Being a landlord can be a very rewarding experience. This is something that experienced landlords Steven Taylor of Taylor Equities knows all too well. Landlords have the chance to build wealth, utilize their secondary properties, and become entrepreneurs in their own right. First-time landlords may need a few tips and pointers before they can become truly successful, though.
Luckily, Steven Taylor Taylor Equities and other real estate pros can help navigate all of the newbies through the process. Preparation is everything. A new landlord is only going to be as successful as the work that they have been putting in ahead of time. Those who thoroughly research the marketplace are poised to reap the highest return on their investment.
Be sure to read on and learn more about these crucial tips!
1. Keep Immaculate Records
Landlords have to become masters of record keeping. Take the time to examine all of the available software. The days of keeping records by hand have come and gone. Sure, the tax benefits that are associated with property ownership are great.

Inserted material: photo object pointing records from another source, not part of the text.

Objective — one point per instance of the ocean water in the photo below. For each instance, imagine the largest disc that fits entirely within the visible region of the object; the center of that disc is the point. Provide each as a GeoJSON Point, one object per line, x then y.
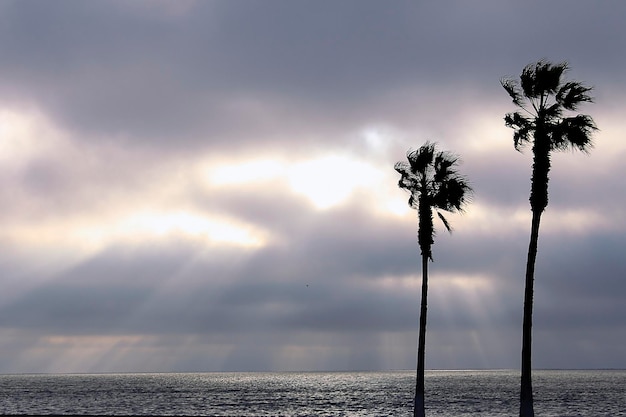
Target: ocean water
{"type": "Point", "coordinates": [448, 393]}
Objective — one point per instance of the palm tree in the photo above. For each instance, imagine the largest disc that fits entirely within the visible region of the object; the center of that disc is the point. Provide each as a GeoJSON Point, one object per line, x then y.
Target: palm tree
{"type": "Point", "coordinates": [435, 184]}
{"type": "Point", "coordinates": [544, 98]}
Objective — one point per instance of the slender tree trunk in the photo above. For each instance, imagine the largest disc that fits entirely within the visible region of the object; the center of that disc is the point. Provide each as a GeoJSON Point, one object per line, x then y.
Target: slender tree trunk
{"type": "Point", "coordinates": [418, 409]}
{"type": "Point", "coordinates": [526, 392]}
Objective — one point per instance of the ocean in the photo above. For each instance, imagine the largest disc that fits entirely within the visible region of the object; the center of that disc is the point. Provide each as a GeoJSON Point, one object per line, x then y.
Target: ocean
{"type": "Point", "coordinates": [448, 393]}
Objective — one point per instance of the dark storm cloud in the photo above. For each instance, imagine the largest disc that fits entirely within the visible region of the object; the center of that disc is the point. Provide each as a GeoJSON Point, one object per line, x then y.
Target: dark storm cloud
{"type": "Point", "coordinates": [251, 78]}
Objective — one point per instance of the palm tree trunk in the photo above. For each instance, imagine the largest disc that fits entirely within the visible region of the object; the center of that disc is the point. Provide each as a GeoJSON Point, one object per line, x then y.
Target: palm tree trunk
{"type": "Point", "coordinates": [526, 392]}
{"type": "Point", "coordinates": [418, 409]}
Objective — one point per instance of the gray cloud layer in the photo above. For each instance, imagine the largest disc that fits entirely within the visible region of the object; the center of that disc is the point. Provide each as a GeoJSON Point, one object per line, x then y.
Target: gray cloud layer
{"type": "Point", "coordinates": [144, 90]}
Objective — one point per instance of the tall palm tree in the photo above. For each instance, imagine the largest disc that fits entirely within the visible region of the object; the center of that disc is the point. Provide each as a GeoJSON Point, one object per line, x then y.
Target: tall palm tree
{"type": "Point", "coordinates": [435, 184]}
{"type": "Point", "coordinates": [544, 99]}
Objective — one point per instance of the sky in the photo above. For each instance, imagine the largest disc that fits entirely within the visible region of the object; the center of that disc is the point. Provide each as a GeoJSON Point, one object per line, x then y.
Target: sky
{"type": "Point", "coordinates": [209, 186]}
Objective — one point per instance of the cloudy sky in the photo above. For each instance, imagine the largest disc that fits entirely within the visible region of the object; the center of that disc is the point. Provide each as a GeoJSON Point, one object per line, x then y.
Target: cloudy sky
{"type": "Point", "coordinates": [209, 186]}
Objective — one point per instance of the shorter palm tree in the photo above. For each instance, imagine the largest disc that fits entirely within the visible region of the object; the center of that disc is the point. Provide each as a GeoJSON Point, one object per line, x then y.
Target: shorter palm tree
{"type": "Point", "coordinates": [435, 184]}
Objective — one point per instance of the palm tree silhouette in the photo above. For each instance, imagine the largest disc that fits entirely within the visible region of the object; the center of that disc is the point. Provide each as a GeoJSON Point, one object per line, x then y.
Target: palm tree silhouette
{"type": "Point", "coordinates": [544, 98]}
{"type": "Point", "coordinates": [435, 184]}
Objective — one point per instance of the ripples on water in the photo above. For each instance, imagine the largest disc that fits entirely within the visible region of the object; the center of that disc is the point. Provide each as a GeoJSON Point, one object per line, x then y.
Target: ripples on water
{"type": "Point", "coordinates": [449, 394]}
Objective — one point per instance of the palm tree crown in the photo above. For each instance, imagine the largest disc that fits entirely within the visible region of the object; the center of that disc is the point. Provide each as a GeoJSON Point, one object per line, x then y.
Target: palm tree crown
{"type": "Point", "coordinates": [435, 184]}
{"type": "Point", "coordinates": [545, 98]}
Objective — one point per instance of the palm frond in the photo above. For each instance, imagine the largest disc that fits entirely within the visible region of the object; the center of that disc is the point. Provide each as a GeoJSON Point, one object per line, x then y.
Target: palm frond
{"type": "Point", "coordinates": [445, 222]}
{"type": "Point", "coordinates": [574, 132]}
{"type": "Point", "coordinates": [572, 94]}
{"type": "Point", "coordinates": [522, 126]}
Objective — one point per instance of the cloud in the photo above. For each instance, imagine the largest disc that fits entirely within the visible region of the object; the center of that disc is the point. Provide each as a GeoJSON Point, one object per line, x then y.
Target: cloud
{"type": "Point", "coordinates": [210, 186]}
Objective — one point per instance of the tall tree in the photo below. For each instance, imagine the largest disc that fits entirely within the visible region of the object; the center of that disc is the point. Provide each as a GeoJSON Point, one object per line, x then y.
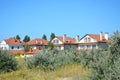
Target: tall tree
{"type": "Point", "coordinates": [26, 38]}
{"type": "Point", "coordinates": [17, 37]}
{"type": "Point", "coordinates": [52, 36]}
{"type": "Point", "coordinates": [44, 37]}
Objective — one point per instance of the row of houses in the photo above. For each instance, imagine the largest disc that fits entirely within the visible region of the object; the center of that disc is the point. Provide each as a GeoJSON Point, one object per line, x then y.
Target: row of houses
{"type": "Point", "coordinates": [88, 41]}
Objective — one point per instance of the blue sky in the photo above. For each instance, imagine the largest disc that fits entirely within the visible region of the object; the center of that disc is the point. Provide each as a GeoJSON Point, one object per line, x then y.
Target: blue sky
{"type": "Point", "coordinates": [71, 17]}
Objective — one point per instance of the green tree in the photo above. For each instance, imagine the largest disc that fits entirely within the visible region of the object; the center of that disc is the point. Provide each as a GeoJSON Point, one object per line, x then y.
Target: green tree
{"type": "Point", "coordinates": [17, 37]}
{"type": "Point", "coordinates": [52, 36]}
{"type": "Point", "coordinates": [26, 47]}
{"type": "Point", "coordinates": [44, 37]}
{"type": "Point", "coordinates": [26, 38]}
{"type": "Point", "coordinates": [50, 45]}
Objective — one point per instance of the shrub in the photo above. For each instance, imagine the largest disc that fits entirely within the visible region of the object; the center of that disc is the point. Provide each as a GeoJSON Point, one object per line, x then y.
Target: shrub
{"type": "Point", "coordinates": [106, 65]}
{"type": "Point", "coordinates": [7, 62]}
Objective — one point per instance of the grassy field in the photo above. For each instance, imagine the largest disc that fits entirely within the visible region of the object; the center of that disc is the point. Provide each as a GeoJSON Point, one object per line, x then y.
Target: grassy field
{"type": "Point", "coordinates": [67, 72]}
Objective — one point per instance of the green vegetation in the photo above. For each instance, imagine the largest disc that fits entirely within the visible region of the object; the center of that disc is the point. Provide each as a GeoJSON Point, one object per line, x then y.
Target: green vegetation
{"type": "Point", "coordinates": [50, 45]}
{"type": "Point", "coordinates": [52, 64]}
{"type": "Point", "coordinates": [44, 37]}
{"type": "Point", "coordinates": [7, 62]}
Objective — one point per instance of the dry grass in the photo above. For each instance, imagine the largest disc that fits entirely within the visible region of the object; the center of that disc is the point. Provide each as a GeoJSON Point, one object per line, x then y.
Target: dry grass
{"type": "Point", "coordinates": [67, 72]}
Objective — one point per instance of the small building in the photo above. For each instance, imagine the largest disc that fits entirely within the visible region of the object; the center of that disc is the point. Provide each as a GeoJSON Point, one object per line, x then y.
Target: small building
{"type": "Point", "coordinates": [94, 41]}
{"type": "Point", "coordinates": [64, 42]}
{"type": "Point", "coordinates": [38, 44]}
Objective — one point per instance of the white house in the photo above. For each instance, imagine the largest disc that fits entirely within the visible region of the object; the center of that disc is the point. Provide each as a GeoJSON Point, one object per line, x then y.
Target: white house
{"type": "Point", "coordinates": [11, 44]}
{"type": "Point", "coordinates": [38, 43]}
{"type": "Point", "coordinates": [94, 41]}
{"type": "Point", "coordinates": [64, 42]}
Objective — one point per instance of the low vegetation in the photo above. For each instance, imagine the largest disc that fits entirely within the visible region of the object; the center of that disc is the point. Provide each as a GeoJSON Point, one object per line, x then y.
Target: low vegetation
{"type": "Point", "coordinates": [65, 65]}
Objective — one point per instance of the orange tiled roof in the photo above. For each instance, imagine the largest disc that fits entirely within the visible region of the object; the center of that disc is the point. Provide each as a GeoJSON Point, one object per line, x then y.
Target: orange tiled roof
{"type": "Point", "coordinates": [13, 41]}
{"type": "Point", "coordinates": [97, 37]}
{"type": "Point", "coordinates": [69, 40]}
{"type": "Point", "coordinates": [17, 51]}
{"type": "Point", "coordinates": [38, 41]}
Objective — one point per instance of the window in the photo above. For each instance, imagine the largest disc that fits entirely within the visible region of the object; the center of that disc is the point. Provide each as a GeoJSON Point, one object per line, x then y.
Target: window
{"type": "Point", "coordinates": [89, 39]}
{"type": "Point", "coordinates": [82, 46]}
{"type": "Point", "coordinates": [12, 47]}
{"type": "Point", "coordinates": [56, 41]}
{"type": "Point", "coordinates": [85, 39]}
{"type": "Point", "coordinates": [88, 46]}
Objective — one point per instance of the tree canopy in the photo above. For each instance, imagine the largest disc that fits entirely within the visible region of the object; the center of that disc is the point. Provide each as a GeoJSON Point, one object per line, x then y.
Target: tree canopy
{"type": "Point", "coordinates": [44, 37]}
{"type": "Point", "coordinates": [52, 36]}
{"type": "Point", "coordinates": [17, 37]}
{"type": "Point", "coordinates": [26, 38]}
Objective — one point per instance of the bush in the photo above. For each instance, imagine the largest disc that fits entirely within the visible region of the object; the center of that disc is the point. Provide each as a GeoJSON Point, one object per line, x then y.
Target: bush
{"type": "Point", "coordinates": [106, 65]}
{"type": "Point", "coordinates": [7, 62]}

However, the landlord is not going to be able to enjoy any of them unless they have kept all of the proper records.
Write-offs become much tougher to defend in these instances. That’s why a landlord needs to know where their money is, where it has been, and where it is going. The conditions of the property also need to be monitored, so that there are no disputes in the long run. Online tracking programs keep the landlord from having to sift through file cabinets filled with handwritten records.

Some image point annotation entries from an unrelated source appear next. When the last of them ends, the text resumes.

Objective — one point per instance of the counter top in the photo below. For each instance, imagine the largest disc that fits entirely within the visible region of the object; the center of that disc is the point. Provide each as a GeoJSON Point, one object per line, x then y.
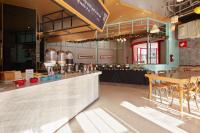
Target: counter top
{"type": "Point", "coordinates": [45, 107]}
{"type": "Point", "coordinates": [9, 86]}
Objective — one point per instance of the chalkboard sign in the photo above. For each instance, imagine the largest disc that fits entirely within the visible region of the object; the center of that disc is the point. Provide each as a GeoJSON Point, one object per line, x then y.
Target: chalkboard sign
{"type": "Point", "coordinates": [91, 11]}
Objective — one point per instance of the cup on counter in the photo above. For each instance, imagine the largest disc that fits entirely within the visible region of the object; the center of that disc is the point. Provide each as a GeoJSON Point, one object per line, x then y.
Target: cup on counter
{"type": "Point", "coordinates": [20, 82]}
{"type": "Point", "coordinates": [33, 80]}
{"type": "Point", "coordinates": [44, 78]}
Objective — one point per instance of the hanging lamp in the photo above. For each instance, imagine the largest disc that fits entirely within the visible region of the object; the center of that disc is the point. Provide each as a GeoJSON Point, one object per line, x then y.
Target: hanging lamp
{"type": "Point", "coordinates": [197, 10]}
{"type": "Point", "coordinates": [155, 29]}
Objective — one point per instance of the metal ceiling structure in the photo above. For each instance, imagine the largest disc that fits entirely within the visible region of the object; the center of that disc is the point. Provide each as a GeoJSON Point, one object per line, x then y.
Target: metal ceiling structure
{"type": "Point", "coordinates": [181, 9]}
{"type": "Point", "coordinates": [63, 22]}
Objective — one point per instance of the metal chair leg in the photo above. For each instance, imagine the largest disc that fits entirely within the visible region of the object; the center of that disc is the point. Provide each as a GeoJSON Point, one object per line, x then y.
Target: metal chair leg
{"type": "Point", "coordinates": [172, 98]}
{"type": "Point", "coordinates": [188, 100]}
{"type": "Point", "coordinates": [160, 95]}
{"type": "Point", "coordinates": [195, 98]}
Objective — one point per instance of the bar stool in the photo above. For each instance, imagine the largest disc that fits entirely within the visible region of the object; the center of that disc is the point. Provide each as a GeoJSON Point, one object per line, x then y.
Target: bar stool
{"type": "Point", "coordinates": [157, 85]}
{"type": "Point", "coordinates": [190, 90]}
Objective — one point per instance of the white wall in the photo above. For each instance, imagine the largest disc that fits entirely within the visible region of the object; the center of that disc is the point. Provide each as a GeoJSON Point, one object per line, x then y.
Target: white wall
{"type": "Point", "coordinates": [191, 54]}
{"type": "Point", "coordinates": [105, 48]}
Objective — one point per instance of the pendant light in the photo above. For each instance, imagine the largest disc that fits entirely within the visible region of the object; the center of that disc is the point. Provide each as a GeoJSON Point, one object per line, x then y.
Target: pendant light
{"type": "Point", "coordinates": [197, 10]}
{"type": "Point", "coordinates": [155, 29]}
{"type": "Point", "coordinates": [179, 0]}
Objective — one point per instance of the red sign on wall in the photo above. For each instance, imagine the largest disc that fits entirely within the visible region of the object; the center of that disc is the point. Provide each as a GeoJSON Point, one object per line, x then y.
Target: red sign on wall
{"type": "Point", "coordinates": [183, 44]}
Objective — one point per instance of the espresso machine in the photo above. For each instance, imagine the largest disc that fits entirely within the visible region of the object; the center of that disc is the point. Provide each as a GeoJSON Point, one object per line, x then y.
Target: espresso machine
{"type": "Point", "coordinates": [61, 61]}
{"type": "Point", "coordinates": [69, 62]}
{"type": "Point", "coordinates": [50, 60]}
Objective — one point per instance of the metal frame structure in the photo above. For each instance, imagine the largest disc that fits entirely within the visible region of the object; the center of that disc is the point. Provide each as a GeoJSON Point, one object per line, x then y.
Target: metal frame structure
{"type": "Point", "coordinates": [62, 16]}
{"type": "Point", "coordinates": [181, 8]}
{"type": "Point", "coordinates": [136, 26]}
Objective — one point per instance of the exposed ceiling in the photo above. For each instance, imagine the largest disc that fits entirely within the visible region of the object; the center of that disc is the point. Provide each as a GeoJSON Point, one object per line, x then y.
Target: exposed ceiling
{"type": "Point", "coordinates": [119, 11]}
{"type": "Point", "coordinates": [42, 6]}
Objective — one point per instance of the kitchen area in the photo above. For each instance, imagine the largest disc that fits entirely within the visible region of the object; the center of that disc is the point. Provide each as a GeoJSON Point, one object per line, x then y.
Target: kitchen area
{"type": "Point", "coordinates": [90, 66]}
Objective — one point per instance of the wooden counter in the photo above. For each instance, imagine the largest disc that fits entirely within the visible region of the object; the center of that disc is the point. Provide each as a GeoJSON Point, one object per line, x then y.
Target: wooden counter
{"type": "Point", "coordinates": [47, 106]}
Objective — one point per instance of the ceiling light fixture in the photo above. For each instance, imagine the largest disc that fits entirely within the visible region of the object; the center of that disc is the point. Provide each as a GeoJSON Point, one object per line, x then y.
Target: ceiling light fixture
{"type": "Point", "coordinates": [197, 10]}
{"type": "Point", "coordinates": [174, 19]}
{"type": "Point", "coordinates": [179, 0]}
{"type": "Point", "coordinates": [155, 29]}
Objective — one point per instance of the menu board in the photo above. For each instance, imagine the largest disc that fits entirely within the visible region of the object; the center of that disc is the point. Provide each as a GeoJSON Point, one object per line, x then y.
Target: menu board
{"type": "Point", "coordinates": [29, 73]}
{"type": "Point", "coordinates": [92, 12]}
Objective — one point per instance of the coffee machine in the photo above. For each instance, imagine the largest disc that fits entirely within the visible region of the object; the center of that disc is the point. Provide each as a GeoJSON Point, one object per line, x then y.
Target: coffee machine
{"type": "Point", "coordinates": [50, 60]}
{"type": "Point", "coordinates": [69, 62]}
{"type": "Point", "coordinates": [61, 61]}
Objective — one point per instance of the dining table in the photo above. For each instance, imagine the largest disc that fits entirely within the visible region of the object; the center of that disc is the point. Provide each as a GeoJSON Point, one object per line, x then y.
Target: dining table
{"type": "Point", "coordinates": [180, 78]}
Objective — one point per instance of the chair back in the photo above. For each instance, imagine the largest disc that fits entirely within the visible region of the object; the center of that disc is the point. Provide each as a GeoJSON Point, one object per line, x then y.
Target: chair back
{"type": "Point", "coordinates": [192, 85]}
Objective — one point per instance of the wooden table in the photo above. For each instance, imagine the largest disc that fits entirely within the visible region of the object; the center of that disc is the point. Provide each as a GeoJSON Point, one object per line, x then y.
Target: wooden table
{"type": "Point", "coordinates": [179, 78]}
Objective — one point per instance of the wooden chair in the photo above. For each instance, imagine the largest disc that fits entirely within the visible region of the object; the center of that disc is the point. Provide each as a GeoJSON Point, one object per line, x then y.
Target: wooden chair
{"type": "Point", "coordinates": [160, 86]}
{"type": "Point", "coordinates": [191, 90]}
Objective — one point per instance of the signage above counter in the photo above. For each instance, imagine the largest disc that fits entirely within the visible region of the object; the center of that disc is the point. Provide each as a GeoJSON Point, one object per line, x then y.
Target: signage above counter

2. Don’t Expect Maximum Occupancy At All Times
There is no shortage of property management tips for new landlords to be aware of but this one might be the most important. Any landlord who is expecting to fill every possible vacancy in perpetuity is setting themselves up for a major letdown. Loss of income insurance can provide protection for first-time landlords who experience natural disasters or issues that are out of their control.
High rent and low demand are issues that a landlord has to face on their own, though. A first-time landlord that does not have money saved to help them through the tougher times may struggle to keep up with their mortgage. If these types of issues become a regular hassle, it may be time for the landlord to start decreasing their rent prices (or adding amenities!)

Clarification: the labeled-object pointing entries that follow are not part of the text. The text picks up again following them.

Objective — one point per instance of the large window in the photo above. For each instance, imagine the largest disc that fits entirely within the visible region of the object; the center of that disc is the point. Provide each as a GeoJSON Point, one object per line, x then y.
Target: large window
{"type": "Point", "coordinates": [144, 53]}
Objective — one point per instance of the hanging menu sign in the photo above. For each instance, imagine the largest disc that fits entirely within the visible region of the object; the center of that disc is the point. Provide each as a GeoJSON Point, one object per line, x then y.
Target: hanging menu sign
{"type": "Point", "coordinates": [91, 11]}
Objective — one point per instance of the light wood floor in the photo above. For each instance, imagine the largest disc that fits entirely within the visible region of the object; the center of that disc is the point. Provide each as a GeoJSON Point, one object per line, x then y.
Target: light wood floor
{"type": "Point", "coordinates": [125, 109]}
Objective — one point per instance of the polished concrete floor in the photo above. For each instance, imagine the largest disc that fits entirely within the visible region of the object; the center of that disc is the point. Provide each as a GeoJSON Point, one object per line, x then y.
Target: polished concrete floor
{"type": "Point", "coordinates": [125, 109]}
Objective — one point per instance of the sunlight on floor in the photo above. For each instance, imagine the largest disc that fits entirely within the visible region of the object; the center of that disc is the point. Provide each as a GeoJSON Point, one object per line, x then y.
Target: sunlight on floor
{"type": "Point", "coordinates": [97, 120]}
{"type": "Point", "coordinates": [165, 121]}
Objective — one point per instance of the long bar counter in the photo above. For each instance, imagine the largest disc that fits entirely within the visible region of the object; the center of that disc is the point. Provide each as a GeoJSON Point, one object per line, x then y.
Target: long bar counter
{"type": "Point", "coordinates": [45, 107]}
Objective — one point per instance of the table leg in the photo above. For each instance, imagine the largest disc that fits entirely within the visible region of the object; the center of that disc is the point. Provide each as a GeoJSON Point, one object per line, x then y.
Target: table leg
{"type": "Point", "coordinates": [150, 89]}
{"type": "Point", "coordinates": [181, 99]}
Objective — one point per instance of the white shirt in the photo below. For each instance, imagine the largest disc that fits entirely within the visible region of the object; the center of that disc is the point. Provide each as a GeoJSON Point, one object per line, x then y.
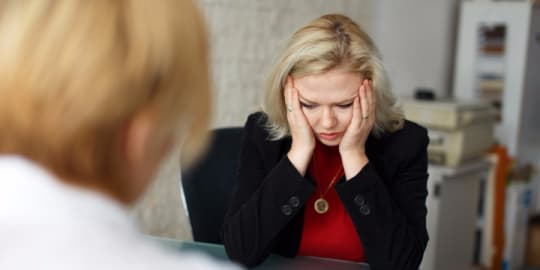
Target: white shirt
{"type": "Point", "coordinates": [46, 224]}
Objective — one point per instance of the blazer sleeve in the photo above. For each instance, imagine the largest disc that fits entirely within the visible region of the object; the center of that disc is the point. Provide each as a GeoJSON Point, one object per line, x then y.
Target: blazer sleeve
{"type": "Point", "coordinates": [264, 202]}
{"type": "Point", "coordinates": [391, 218]}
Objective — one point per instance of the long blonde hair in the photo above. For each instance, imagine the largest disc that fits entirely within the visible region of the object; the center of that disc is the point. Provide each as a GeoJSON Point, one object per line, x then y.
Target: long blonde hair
{"type": "Point", "coordinates": [72, 72]}
{"type": "Point", "coordinates": [329, 42]}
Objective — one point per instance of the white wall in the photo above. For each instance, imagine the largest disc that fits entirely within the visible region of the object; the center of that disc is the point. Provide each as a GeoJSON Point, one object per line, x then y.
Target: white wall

3. Be Upfront With Tenants
Some first-time landlords may view this as an obvious tip but that’s not always the case. On-time rent payments must be a priority and without these monies, the business will not be successful. Make expectations clear with tenants when they move in, so there is no confusion later on. Due dates must be established, as well as grace periods.
Penalty payments have to be enforced. Otherwise, tenants will come to believe that on-time payments are not an actual priority. Check the tenants’ rental histories, speak to past landlords when necessary, and take a closer look at their credit report. This paints a very clear picture of the type of person that is being rented to. Responsible residents are a must.